Evaluate all methods on a set of functions.
--------------------------------------------
Examples:
    Evaluate all methods in the paper on the synthetic functions:
    > python run_all_experiments.py synthetic

    Evaluate all methods in the paper on the robot pushing functions:
    > python run_all_experiments.py robot

    Evaluate all methods in the paper on the PitzDaily test function:
    (Note that this can only be performed if OpenFOAM has been set up correctly)
    > python run_all_experiments.py pitzdaily

positional arguments:
  {synthetic,robot,pitzdaily}
                        Set of test problems to evaluate.

Note that each test problem is evaluated approximately 250000 times for the 20 methods in the script. The synthetic functions and robot pushing problem have trivial computational cost but the Gaussian Processes need to be trained and corresponding acquisition function optimised for each function evaluation. The PitzDaily test problem, however, will take around 1 minute to evaluate, meaning that the total time spent evaluating the computational fluid dynamics solver is approximately 160 days. Given that there is no interaction between optimisation runs, we suggest the use of run_experiment.py in a batch setting across multiple cores/machines. This could be accomplished, for example, by calling run_experiment.py with different sets of arguments (corresponding to each experiment to be carried out), on either multiple machines and/or different instances of python (e.g. with screen on Linux).

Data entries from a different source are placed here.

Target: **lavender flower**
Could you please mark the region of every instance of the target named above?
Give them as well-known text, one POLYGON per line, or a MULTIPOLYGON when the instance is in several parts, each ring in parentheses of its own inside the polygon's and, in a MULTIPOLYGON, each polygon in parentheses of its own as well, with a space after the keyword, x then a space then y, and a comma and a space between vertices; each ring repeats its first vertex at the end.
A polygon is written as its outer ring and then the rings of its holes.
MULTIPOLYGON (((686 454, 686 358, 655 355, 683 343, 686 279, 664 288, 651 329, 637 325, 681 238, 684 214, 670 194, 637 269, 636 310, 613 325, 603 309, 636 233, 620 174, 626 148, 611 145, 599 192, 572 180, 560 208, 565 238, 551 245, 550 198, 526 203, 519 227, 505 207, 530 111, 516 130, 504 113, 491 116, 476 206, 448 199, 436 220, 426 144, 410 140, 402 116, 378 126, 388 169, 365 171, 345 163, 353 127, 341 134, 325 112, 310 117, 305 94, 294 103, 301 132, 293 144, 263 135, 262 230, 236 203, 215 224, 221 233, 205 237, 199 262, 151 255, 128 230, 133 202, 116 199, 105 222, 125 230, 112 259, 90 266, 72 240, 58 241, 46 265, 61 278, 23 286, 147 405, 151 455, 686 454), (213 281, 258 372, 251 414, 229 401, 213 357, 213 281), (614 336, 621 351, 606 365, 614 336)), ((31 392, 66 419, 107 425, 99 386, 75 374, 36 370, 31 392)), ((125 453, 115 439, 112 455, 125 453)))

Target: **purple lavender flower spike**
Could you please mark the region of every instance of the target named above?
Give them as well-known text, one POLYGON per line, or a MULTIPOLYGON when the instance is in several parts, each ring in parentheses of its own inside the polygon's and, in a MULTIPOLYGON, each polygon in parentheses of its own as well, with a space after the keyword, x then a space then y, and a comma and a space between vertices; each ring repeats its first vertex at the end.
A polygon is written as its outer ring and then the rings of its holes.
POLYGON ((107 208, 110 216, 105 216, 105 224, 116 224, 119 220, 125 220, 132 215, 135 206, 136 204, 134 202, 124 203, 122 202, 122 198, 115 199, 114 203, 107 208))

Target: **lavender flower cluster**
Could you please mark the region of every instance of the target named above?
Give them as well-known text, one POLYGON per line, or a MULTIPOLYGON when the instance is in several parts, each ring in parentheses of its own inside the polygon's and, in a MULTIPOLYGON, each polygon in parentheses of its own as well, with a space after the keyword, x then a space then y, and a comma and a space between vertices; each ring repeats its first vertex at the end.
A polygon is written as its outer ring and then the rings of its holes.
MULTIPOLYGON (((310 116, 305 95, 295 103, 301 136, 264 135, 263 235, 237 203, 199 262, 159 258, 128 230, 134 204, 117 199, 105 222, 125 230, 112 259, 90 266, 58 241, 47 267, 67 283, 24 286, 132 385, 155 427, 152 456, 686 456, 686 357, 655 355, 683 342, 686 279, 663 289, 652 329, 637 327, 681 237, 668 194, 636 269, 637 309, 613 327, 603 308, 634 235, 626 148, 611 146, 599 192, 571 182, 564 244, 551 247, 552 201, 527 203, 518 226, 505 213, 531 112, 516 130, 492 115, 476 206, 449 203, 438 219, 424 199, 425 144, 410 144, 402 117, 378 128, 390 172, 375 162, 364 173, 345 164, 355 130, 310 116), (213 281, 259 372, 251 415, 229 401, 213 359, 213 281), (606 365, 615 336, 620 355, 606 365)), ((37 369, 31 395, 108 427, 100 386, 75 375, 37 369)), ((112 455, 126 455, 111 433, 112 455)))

Reproduction of figures and tables in the paper

The jupyter notebook Non_results_figure_generation.ipynb contains the code to generate the following figures:

  • Figure 1: Showing an example Gaussian process model and its corresponding Pareto front and set.
  • Figure 2: Contours of acquisition function values for EI, UCB and PI.
  • Figure 3: Contours of weighted EI for three values of ω.
  • Figure 1 (Supplementary material): Landscape of the WangFreitas test problem.

The jupyter notebook Process_results_and_generate_figures_for_paper.ipynb contains the code to load and process the optimisation results (stored in the results directory) as well as the code to produce all results figures and tables used in the paper and supplementary material.

Incorporation of additional test problems and acquisition functions

The jupyter notebook New_fitness_functions_and_acquisition_functions.ipynb contains examples and instructions of how to include your own test problems (fitness functions) and acquisition functions.